Contrairement à beaucoup de recruteurs, les DRH ne font aucune différence entre les 3e cycles de grandes écoles et ceux des universités. Et embauchent, sans sourciller, de purs « produits » de la fac qui sortent pour la plupart des DESS de ressources humaines après avoir fait une maîtrise de droit, d'administration économique et sociale (AES), de gestion ou de psycho. Cela n'empêche pas que, dans certaines entreprises, les vieux réflexes perdurent : « J'aime beaucoup les étudiants qui ont fait auparavant une école de commerce, précise Étienne Remond, à Pizza Hut. Ils s'intéressent à l'environnement de l'entreprise et ne sont pas fâchés avec les chiffres. » Marianne Julien, chef de projet RH à Air liquide, apprécie, quant à elle, les profils mixtes école-université, « un titre d'ingénieur assorti d'un DESS RH, par exemple ».

Les recruteurs recherchent par-dessus tout des diplômés qui affichent des expériences solides en entreprise. « Dans le domaine des ressources humaines, les qualités intellectuelles ne suffisent pas. Les recruteurs sont très sensibles à la maturité des candidats, analyse Henri Lasserre, le responsable du DESS de sociologie et développement des organisations à l'université de Lyon II. Et il faut avoir roulé sa bosse pour acquérir cette maturité. « C'est le cas de Didier Grafft, diplômé du DESS de gestion des ressources humaines de l'université de Bourgogne, après une maîtrise AES. « J'ai suivi un stage de six mois dans une grande entreprise pendant le DESS, au cours duquel j'ai participé au montage d'un institut de formation. Enchaîné sur un CDD de six mois dans la même société, où j'ai notamment mis en place les 35 heures sur un site de 80 salariés. Puis décroché un poste de responsable des relations sociales dans une PME. »

Si, par statut, les DESS doivent inclure, dans leur cursus, un stage de trois mois minimum, la plupart des formations encouragent leurs étudiants à doubler ce temps.

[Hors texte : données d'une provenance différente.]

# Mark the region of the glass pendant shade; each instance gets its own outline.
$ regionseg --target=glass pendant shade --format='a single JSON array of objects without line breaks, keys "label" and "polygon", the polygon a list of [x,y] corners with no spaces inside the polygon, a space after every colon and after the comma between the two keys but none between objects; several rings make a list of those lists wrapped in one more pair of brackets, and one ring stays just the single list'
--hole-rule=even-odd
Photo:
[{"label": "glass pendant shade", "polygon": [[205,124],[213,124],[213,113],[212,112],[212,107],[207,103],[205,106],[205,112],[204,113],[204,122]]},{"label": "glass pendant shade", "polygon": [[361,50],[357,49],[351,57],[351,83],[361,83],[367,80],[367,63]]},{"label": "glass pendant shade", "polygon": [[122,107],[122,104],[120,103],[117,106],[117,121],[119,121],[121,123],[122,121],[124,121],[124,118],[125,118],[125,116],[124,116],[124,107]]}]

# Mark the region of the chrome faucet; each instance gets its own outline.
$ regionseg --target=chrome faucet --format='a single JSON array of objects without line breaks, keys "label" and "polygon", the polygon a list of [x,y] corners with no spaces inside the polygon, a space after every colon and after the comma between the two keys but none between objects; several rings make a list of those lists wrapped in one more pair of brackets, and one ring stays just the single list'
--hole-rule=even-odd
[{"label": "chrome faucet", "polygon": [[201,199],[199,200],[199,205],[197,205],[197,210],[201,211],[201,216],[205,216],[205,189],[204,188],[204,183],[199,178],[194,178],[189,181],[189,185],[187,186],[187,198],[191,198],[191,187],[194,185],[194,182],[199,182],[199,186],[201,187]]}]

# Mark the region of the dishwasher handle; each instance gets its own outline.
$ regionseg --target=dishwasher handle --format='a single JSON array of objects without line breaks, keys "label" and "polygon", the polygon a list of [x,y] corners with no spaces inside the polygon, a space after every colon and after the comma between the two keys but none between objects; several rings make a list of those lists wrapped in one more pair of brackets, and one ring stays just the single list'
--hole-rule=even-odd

Et l'alternance – aller et retour entre la formation et les périodes en entreprise – fait une timide apparition depuis deux à trois ans. « Même lorsqu'elle n'est pas clairement formalisée, les étudiants se débrouillent pour poursuivre leur stage, en venant deux ou trois jours par semaine dans l'entreprise, tout en suivant leurs cours », approuve Marie Guillaume, chargée de recrutement à BNP-Paribas.

Trop franco-français

Si le satisfecit est quasi général, quelques fausses notes se font tout de même entendre. Premier grief : le manque d'ouverture internationale. « Même si vous êtes DRH d'une entreprise française, vous devez savoir comment travaillent vos filiales à l'étranger, vos concurrents, les leaders du secteur… », assure Thierry Panel, le DRH de Rhodia Polyamide. Le mastère de gestion des ressources humaines et de la mobilité internationale de l'ENS Cachan est l'un des rares 3e cycles à proposer plus de cent heures de programme sur les aspects internationaux. Dans les autres formations, les cours de droit ou sur la protection sociale commencent tout juste à prendre une coloration européenne. Non sans difficulté. « C'est assez compliqué à enseigner, précise Philippe Casella, à Nanterre. Interpréter un contrat de travail anglais, par exemple, exige d'expliquer la législation anglaise dans son ensemble. » Le management interculturel pointe également son nez dans certains cursus. Encore à faible dose.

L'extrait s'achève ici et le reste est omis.